Sorry, I should say one more thing about the 500 procs test. I tried to run two 500 procs at the same time using SGE and it runs fast and finishes at the same time as the single run. So I think OpenMPI can handle them separately very well.
For the bind-to-core, I tried to run mpirun --help but not find the bind-to-core info. I only see bynode or byslot options. Is it same as bind-to-core? My mpirun shows version 1.3.3 but ompi_info shows 1.4.2.
Thanks a lot.
On Mon, Oct 4, 2010 at 9:18 PM, Eugene Loh <firstname.lastname@example.org>
Thanks for sending the mpirun run and error message. That helps.
Storm Zhang wrote:
Here is what I meant: the results of 500 procs in fact shows it with 272-304(<500) real cores, the program's running time is good, which is almost five times 100 procs' time. So it can be handled very well. Therefore I guess OpenMPI or Rocks OS does make use of hyperthreading to do the job. But with 600 procs, the running time is more than double of that of 500 procs. I don't know why. This is my problem.

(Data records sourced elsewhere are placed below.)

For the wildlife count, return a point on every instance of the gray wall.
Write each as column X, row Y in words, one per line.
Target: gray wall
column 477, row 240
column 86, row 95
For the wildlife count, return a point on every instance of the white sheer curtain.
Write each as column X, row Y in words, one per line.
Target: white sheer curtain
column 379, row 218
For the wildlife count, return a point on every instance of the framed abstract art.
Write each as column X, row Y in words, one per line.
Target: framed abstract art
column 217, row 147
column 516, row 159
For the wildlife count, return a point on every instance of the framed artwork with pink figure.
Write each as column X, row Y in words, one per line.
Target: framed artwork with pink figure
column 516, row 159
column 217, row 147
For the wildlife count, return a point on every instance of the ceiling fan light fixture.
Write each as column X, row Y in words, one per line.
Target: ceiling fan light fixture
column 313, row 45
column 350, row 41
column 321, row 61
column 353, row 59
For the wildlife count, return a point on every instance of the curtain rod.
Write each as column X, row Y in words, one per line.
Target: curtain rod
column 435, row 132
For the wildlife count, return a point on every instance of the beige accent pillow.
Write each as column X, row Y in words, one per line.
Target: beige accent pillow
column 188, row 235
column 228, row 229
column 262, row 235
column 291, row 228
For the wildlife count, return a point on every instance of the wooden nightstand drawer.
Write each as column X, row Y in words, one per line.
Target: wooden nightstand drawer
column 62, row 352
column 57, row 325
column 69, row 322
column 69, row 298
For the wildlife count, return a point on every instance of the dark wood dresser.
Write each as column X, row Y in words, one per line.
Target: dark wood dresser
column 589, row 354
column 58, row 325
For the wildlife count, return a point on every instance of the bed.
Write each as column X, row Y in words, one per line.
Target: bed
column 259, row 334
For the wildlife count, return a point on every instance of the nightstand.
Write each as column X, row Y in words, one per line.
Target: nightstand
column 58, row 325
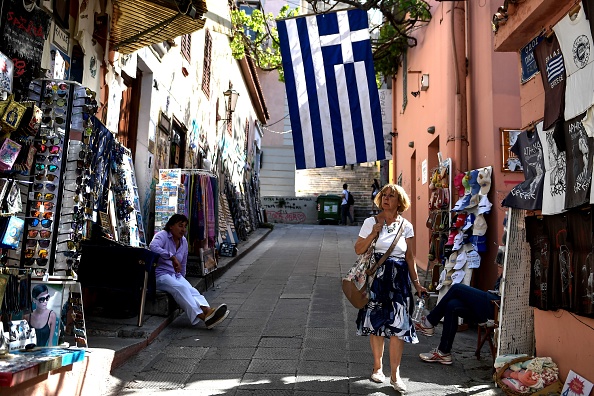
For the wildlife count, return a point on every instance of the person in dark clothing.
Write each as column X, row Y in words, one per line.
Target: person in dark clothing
column 345, row 208
column 460, row 301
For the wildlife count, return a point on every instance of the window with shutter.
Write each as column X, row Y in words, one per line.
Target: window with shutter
column 186, row 46
column 207, row 61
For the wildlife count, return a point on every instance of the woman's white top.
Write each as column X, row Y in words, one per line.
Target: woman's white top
column 387, row 234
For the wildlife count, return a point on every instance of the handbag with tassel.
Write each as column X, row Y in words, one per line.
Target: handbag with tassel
column 356, row 283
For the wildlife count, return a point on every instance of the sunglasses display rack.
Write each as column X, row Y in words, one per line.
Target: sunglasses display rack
column 65, row 106
column 130, row 229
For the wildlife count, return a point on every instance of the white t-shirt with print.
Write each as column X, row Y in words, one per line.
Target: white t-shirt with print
column 387, row 234
column 553, row 196
column 575, row 39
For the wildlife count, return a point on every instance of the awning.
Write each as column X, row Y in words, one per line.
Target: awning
column 140, row 23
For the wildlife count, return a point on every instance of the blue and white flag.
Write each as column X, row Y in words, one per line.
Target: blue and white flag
column 331, row 90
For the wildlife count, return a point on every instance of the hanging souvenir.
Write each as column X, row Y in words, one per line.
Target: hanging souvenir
column 9, row 151
column 13, row 115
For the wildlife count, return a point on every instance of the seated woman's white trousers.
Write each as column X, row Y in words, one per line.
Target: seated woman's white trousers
column 187, row 297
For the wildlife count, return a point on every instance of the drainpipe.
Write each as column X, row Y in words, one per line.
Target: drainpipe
column 458, row 37
column 394, row 132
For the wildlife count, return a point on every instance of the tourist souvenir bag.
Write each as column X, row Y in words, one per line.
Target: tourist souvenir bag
column 356, row 283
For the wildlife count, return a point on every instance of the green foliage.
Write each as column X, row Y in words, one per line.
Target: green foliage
column 256, row 35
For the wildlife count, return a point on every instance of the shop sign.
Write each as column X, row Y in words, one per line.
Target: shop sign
column 61, row 39
column 528, row 61
column 60, row 66
column 22, row 36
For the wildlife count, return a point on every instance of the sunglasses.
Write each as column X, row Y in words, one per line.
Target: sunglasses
column 41, row 148
column 41, row 233
column 41, row 176
column 45, row 215
column 43, row 243
column 45, row 197
column 70, row 253
column 40, row 186
column 50, row 158
column 57, row 119
column 45, row 223
column 52, row 140
column 46, row 205
column 71, row 245
column 49, row 100
column 50, row 168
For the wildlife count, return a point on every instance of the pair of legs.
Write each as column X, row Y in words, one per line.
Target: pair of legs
column 460, row 301
column 345, row 210
column 186, row 296
column 395, row 348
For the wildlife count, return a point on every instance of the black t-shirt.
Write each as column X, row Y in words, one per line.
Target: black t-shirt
column 552, row 71
column 528, row 194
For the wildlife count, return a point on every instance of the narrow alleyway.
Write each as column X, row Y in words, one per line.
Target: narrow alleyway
column 290, row 332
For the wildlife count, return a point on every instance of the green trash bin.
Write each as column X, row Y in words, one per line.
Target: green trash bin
column 329, row 208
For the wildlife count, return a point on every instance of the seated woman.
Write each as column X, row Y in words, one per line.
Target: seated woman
column 460, row 301
column 172, row 247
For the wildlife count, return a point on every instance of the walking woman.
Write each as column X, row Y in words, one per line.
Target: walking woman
column 172, row 247
column 387, row 315
column 375, row 189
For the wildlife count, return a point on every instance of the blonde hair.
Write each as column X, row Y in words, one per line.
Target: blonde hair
column 403, row 199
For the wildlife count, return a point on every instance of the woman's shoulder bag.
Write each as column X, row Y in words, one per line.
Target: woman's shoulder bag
column 357, row 280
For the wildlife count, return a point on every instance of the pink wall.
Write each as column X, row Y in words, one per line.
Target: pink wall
column 493, row 102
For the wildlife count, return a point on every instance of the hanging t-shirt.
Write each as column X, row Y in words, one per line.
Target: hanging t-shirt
column 588, row 123
column 575, row 40
column 589, row 11
column 528, row 194
column 93, row 55
column 541, row 272
column 553, row 192
column 579, row 162
column 552, row 71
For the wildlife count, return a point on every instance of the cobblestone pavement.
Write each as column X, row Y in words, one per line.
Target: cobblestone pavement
column 290, row 332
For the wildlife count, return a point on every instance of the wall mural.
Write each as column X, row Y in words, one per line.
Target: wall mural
column 290, row 210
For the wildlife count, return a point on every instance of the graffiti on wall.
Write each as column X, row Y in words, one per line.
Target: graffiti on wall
column 290, row 210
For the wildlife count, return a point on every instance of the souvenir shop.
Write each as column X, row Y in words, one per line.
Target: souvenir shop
column 457, row 227
column 66, row 185
column 220, row 213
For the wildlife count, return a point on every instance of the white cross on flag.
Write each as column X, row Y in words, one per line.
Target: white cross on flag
column 331, row 90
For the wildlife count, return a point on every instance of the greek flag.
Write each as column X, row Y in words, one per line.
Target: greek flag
column 331, row 90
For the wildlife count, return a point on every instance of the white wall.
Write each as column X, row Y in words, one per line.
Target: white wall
column 164, row 88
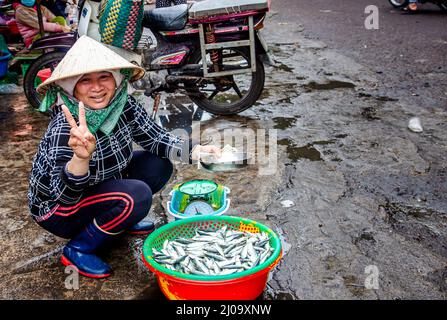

BTW, how to use -bind-to-core? I added it as mpirun's options. It always gives me error " the executable 'bind-to-core' can't be found. Isn't it like:
mpirun --mca btl_tcp_if_include eth0 -np 600 -bind-to-core scatttest
It's not recognizing the --bind-to-core option. (Single hyphen, as you had, should also be okay.) Skimming through the e-mail, it looks like you are using OMPI 1.3.2 and 1.4.2. Did you try --bind-to-core with both? If I remember my version numbers, --bind-to-core will not be recognized with 1.3.2, but should be with 1.4.2. Could it be that you only tried 1.3.2?
Another option is to try "mpirun --help". Make sure that it reports --bind-to-core.